Oklahoma defensive coordinator Mike Stoops opted to stick with a seven-DB base defense against West Virginia last week, a curious decision considering how Baylor torched the Sooners on the ground and up the middle the previous week.
The result was a record-setting day for WVU playmaker Tavon Austin — who slid over from wide receiver to running back and was slowed more by fatigue than OU defenders — and a shootout the Sooners barely survived with a win.
OU fans can only hope Stoops is finished fiddling with the failing defensive formation.
It's no secret Stoops and former Sooner defensive coordinator Brent Venables use different systems. Stoops made several subtle tweaks to OU's system this year, and the results were much improved from last year — except for the last two weeks.
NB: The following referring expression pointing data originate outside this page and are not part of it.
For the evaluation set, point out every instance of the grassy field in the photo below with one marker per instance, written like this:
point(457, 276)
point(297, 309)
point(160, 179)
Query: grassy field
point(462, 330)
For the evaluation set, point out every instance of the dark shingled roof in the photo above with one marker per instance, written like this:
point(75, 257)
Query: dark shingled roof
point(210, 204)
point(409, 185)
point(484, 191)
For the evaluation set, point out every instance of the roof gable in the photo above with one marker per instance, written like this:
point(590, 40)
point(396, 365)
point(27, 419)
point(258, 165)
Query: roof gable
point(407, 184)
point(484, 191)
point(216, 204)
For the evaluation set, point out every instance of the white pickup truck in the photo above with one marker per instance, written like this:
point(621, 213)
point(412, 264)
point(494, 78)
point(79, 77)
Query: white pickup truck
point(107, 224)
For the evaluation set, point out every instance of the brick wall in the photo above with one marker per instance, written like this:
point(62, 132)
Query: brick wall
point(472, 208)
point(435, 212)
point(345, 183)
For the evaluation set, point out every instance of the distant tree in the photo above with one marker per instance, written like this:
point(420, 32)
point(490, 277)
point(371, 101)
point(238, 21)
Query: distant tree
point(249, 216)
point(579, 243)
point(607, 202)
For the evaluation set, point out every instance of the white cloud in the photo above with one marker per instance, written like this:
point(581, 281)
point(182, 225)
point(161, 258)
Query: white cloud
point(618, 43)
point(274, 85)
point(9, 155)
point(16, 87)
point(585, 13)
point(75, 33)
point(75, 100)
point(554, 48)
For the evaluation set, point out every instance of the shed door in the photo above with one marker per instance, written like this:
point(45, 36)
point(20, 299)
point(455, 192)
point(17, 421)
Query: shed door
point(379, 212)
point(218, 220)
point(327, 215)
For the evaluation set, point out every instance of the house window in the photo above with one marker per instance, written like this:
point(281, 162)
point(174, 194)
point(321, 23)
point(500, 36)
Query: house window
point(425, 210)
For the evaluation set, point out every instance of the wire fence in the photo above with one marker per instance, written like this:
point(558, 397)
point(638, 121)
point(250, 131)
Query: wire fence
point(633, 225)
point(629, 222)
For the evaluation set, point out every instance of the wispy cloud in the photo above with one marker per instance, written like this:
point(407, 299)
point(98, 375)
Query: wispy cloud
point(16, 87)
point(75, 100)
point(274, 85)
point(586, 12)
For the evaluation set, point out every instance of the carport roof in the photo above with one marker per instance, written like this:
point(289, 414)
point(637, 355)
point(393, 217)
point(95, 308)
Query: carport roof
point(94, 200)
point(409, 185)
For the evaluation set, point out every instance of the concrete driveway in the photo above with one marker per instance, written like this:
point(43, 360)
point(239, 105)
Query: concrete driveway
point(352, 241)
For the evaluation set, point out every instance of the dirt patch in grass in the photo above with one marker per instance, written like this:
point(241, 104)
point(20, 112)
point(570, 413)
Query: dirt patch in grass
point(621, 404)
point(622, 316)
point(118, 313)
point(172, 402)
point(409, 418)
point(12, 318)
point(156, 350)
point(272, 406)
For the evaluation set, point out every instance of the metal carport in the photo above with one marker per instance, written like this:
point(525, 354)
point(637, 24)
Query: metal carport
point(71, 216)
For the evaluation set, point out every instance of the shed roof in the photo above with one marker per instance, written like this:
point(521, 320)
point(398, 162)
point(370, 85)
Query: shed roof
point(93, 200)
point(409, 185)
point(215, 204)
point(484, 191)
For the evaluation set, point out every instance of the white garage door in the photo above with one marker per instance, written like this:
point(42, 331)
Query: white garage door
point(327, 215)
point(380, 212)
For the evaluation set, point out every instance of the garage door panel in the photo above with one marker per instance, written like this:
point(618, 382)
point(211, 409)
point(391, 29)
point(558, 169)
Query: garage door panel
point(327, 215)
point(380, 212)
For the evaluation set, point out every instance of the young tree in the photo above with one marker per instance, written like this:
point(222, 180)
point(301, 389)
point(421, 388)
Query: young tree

This particular tweak made sense before it was implemented. Baylor has the country's top passing attack, and West Virginia likely would have held that title if it hadn't inexplicably forgotten how to play football for much of the season. (Remember when WVU quarterback Geno Smith threw for 656 yards and eight touchdowns against Baylor?)
Stopping the pass was a priority, and Stoops was willing to sacrifice a few yards on the ground to keep opponents from airing it out — he admitted as much following the Baylor game. But allowing 710 yards on the ground in just two games is not an acceptable sacrifice.
Sure, the Bears and Mountaineers have more daunting offensive attacks than the Sooners' previous opponents, but it's still a mystery why OU stuck with seven DBs after the system was very publicly exploited by the Bears, who averaged 4.9 yards per rush against the Sooners.
Allowing a one-dimensional team to discover its second is one thing; however, Oklahoma cannot afford to give the Cowboys space to run because it's a specialty of theirs.